Marie-José Pérec sur Paris 2024 : “Je rêverais qu’on fasse appel à moi pour allumer la flamme”

Marie-José Pérec sur Paris 2024 : “Je rêverais qu’on fasse appel à moi pour allumer la flamme”

“Il ne s’agit pas simplement d’allumer une flamme. Le 26 juillet au soir, à Paris, la France va s’adresser au monde. Qu’avons-nous à dire ? Quels messages, quels symboles livrerons-nous ? A l’heure où j’écris ces lignes, je ne sais pas qui allumera la flamme olympique au terme d’une cérémonie extraordinaire comme les Jeux n’en ont jamais connue dans l’histoire moderne. Mais j’adorerais qu‘on fasse appel à moi !

J’ai un souvenir à jamais ancré dans ma mémoire. Mohamed Ali en 1996 à Atlanta : tee-shirt, jogging et basket blancs, le visage bouffi, le regard trahissant difficilement la souffrance. La légende vivante de la boxe se tient debout, digne, ne cachant rien de la maladie de Parkinson qui le ronge. La nageuse américaine Janet Evans a fait un premier tour de stade avec le flambeau, puis en remontant une large rampe, elle s’arrête soudainement.

Mohamed Ali apparaît et électrise le stade. La main droite accrochée au flambeau comme à une bouée de sauvetage, son bras gauche tremblant. Les spectateurs scandent son nom. Il fait quelques pas, se tourne lentement et abaisse la torche qui embrase en quelques secondes le réceptacle de la flamme. Et moi, je suis là, le corps tremblant, les larmes aux yeux, le cerveau entièrement happé par ce qui se déroule sous mes yeux.
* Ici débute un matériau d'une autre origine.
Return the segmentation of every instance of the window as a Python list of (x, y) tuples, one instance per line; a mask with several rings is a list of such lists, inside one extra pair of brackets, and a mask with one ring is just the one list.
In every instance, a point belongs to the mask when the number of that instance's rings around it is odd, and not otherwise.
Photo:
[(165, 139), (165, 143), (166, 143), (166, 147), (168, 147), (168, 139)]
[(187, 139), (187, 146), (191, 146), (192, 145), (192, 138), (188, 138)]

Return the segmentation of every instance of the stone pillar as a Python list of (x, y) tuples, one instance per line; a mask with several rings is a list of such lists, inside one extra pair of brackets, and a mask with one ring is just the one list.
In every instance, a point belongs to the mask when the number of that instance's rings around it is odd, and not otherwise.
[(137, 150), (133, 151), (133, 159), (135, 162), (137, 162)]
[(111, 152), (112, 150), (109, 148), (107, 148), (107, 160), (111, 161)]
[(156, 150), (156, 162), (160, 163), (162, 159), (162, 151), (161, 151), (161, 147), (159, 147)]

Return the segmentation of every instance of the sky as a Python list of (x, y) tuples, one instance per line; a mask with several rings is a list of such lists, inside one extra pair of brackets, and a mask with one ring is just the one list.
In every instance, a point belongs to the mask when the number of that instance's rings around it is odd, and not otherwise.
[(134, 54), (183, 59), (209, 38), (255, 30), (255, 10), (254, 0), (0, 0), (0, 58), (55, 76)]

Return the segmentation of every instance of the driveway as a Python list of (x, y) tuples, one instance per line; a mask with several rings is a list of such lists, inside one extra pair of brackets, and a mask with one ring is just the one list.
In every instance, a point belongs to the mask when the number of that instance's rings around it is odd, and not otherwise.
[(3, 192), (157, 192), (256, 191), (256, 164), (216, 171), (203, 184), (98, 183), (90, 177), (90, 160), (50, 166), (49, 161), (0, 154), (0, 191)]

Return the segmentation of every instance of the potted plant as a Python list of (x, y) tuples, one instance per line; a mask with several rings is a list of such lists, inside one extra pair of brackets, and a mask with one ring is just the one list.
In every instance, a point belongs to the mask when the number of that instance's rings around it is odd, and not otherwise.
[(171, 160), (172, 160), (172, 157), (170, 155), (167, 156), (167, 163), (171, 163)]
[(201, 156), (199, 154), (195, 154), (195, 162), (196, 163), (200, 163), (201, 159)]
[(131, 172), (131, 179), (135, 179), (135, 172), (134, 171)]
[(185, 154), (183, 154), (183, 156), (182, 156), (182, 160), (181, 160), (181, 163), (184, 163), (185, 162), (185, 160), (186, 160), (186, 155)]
Aux Jeux d’Atlanta, je suis porte-drapeau de l’équipe de France. Et dans ce stade bondé de 85 000 personnes, endeuillé la veille par un attentat qui a fait deux morts et des centaines de blessés, je pense soudainement à “Mémère”, ma grand-mère qui a bercé toute mon enfance. Elle était dingue de Mohamed Ali. En 1974, elle nous avait appelés en urgence, moi, mes frères et mes cousins, pour suivre en direct à la radio le match qui l’opposa à George Foreman à Kinshasa. J’avais six ans.

Vingt-deux ans plus tard, à Atlanta, celui que je considère comme le plus grand sportif de tous les temps, se tient à quelques dizaines de mètres de moi. Ce soir-là, dans la ville de Martin Luther King, sa présence, incertaine jusqu’à la dernière minute en raison de son état de santé, incarne la lutte pour les droits civiques et contre le racisme. Durant ces Jeux, il récupérera sa médaille d’or gagnée à Rome en 1960 et jetée quelques années plus tard dans une rivière après qu’on a refusé de le servir dans un restaurant réservé aux Blancs.”